There are bench marks in every mother's life. The day she sees a + sign on the pregnancy test stick, the first ultrasound pictures, the first scraped knee, the first cub scout award, the first drive in a car when you are in the passenger seat hanging on for dear life, and the last day of homeschooling. I have done all of these with one child and expect to do them all with the rest. My oldest boy "graduates" in just months. Granted he has been in college for the past two years but this is his last year in "high school." I am busy doing all the "senior" things that all the other moms in the ward are doing.
As we look back on the journey we see lots of things that we enjoyed and many things we could have improved. I asked him the other day to make a list for me. On the positive side he listed: "I got to learn at my own pace and learn the things I wanted to, I got to sleep more and I had a very loose schedule." Things he didn't like were lack of social interaction and having family around all the time. Since I need a bit more to write an article about I asked, "What should we have done differently for you." He thought for a moment and said, "I was prepared for college. The areas where I wasn't prepared were my fault, not yours." He felt his math skills weren't good enough and he takes full blame for that since he stopped when it got "hard." He wished he would have written more and taken it more seriously. But the one thing he wished I would have done more is set "hard deadlines" and be serious about them. In my defense he did say that it would have been hard because even though I was the teacher, I was also his mother and that would have made it hard. "Missing a deadline would get your displeasure, but I knew you would get over it and still love me. My professors don't care."

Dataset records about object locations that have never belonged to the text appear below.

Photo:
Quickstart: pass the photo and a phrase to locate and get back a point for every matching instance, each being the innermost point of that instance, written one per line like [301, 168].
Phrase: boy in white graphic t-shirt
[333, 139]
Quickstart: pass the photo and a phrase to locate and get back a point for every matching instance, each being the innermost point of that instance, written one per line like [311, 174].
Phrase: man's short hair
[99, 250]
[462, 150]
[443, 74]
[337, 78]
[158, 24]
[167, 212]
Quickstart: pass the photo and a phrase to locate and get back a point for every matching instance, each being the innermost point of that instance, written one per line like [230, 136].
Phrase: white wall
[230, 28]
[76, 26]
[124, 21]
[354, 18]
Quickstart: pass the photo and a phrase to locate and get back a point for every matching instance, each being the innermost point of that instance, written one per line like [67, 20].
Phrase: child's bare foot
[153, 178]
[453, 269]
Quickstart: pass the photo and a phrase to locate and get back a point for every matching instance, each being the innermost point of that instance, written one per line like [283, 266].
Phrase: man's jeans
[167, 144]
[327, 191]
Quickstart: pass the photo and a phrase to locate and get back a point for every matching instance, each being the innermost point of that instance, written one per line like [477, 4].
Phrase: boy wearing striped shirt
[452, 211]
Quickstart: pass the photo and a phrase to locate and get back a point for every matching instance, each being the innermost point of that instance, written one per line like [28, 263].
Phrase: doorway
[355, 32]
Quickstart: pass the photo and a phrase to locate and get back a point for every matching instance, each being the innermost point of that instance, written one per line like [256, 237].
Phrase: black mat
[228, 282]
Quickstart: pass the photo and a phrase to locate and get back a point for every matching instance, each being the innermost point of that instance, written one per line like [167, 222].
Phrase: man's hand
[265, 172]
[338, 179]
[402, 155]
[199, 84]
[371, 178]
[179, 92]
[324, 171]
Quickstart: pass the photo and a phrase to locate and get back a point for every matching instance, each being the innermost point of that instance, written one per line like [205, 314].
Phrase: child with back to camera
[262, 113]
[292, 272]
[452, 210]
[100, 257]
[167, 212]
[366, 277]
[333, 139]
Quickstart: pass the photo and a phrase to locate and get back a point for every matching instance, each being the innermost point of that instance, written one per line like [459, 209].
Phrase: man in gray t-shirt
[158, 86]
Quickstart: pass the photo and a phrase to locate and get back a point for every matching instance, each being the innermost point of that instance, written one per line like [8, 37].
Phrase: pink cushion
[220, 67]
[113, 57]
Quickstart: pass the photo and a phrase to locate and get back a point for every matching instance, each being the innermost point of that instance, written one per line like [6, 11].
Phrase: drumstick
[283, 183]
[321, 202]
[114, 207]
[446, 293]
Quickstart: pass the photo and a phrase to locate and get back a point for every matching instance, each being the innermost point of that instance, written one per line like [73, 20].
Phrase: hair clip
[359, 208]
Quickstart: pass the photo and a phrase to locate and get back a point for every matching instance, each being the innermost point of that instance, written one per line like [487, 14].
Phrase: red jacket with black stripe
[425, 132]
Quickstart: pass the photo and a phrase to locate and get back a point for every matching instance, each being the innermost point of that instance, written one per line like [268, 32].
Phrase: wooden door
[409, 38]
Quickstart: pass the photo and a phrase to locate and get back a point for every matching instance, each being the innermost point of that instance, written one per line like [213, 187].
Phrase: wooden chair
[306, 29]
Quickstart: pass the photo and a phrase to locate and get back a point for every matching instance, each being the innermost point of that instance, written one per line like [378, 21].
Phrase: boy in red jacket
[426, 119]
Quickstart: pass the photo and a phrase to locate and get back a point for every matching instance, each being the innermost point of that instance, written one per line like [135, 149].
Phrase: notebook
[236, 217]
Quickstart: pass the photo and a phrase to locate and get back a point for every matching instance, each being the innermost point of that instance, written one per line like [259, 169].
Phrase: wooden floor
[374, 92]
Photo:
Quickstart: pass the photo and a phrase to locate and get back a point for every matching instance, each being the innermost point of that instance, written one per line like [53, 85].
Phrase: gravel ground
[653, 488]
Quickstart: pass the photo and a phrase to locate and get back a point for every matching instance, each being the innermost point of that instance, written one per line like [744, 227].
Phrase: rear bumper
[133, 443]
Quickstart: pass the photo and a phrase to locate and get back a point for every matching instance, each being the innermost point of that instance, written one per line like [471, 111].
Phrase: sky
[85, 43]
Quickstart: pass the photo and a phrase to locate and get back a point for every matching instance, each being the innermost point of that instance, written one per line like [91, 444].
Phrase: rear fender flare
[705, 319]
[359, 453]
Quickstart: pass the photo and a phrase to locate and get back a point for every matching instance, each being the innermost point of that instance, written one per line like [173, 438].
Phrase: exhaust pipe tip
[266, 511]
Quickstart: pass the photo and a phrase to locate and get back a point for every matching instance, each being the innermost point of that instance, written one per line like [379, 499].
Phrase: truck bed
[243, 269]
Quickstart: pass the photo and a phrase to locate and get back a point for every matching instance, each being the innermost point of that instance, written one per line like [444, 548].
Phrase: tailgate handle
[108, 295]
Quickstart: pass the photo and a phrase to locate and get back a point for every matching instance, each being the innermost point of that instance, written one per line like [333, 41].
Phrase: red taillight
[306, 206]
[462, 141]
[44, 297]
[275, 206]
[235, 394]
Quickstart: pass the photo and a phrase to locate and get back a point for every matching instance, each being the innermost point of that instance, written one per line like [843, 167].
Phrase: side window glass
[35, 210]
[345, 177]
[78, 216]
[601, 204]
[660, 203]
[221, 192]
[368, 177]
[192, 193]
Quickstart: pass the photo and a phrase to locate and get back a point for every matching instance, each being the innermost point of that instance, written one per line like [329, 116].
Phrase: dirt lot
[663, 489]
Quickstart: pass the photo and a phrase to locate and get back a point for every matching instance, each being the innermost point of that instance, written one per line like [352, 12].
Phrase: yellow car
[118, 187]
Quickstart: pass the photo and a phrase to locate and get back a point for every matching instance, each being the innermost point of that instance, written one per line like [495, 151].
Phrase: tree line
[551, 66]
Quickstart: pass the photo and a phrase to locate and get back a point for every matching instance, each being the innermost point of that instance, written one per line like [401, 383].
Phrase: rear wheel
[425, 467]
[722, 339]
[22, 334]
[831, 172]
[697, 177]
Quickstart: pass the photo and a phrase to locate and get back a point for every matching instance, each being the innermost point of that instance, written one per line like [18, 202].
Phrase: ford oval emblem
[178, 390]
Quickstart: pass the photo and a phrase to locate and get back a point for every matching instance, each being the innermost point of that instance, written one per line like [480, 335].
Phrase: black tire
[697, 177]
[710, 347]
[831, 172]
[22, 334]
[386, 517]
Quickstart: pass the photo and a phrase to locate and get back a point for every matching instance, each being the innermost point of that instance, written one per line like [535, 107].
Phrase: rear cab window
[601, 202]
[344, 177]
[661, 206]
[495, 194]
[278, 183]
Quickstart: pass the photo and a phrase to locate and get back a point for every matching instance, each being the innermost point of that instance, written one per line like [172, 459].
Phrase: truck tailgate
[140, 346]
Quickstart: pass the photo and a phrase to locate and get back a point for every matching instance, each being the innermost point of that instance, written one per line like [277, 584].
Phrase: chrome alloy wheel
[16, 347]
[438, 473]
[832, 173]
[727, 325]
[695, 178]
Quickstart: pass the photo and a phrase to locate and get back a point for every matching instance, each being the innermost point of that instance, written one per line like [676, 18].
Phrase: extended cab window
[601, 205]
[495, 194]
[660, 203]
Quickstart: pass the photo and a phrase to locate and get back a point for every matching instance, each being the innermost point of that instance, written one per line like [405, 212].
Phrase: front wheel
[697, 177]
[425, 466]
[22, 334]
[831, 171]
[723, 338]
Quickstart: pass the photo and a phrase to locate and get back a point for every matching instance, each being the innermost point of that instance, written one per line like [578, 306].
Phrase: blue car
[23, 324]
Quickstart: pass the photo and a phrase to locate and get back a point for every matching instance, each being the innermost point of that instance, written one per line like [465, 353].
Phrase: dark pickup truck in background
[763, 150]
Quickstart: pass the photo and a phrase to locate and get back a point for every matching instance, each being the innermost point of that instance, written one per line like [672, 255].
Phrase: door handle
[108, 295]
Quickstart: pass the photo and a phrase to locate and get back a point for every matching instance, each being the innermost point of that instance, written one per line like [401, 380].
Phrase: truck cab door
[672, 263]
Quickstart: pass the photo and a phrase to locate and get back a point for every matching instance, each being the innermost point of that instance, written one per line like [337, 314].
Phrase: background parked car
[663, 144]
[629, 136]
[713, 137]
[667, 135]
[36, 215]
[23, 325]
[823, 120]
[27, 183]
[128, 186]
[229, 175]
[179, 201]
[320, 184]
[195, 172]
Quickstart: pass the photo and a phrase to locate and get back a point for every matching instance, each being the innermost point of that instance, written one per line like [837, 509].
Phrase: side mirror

I've thought about his comments for the past few days. How do you prepare your children for college? How do you make them learn something when they refuse? How do you separate mother from teacher?
I have been homeschooling for the past 13 academic years: 18 years of my life. I have taught six kids to read, write and do math. I have taught physical science, biology, botany, chemistry, ancient history, modern history, Spanish, Portuguese, Latin, geology, cooking, cleaning, spelling, grammar and a lot more things I can't remember. I've taught them more than once. I have taught the things our state requires and more. I even hired a writing tutor to help them. I have had two sons now pass the test to get into our local community college. I did my job, or so I hope.
As a parent I joke that the one thing I fought so hard for in Heaven was agency and yet I want to take it away from my children. After all, I know what is best for them and they just ruin it by making their own choices. One thing we cannot do is force a child to learn. If they don't want to learn they won't. I struggled for many years trying to help my oldest understand math. At least he admits that it was his fault that he didn't do more to learn the lessons that were placed in front of him. The only thing that I can do for my children is present the material again and again and hope that some of it will sink in. When I first started my journey down this homeschooling path a friend told me her job was to "facilitate her children's learning." When my son told me that the times he didn't learn were his fault, I knew he was right but that didn't take the sting out of it.
Separating the role of mom and teacher has been the hardest thing for me to do. My mantra has always been "Life is school, school is life." Everything we do is about learning, therefore I'm always both a teacher and a mom. For that reason it is sometimes very hard for me to turn off the sympathetic mom and turn on the hard nosed teacher, especially when it comes to deadlines. My son's college professors don't care that his mother has cancer and that he had to be her chauffer and drive her to surgery. His professors don't care that he had three other papers due or an extra busy weekend at work.
The adjustment to college has been a difficult adjustment for my son to make, but he has made it and, thankfully, he has been passing tips along to his younger siblings and also to me. I've been able to use his feedback to adjust how I teach our other children. Life really is all about learning and together we are learning as we go.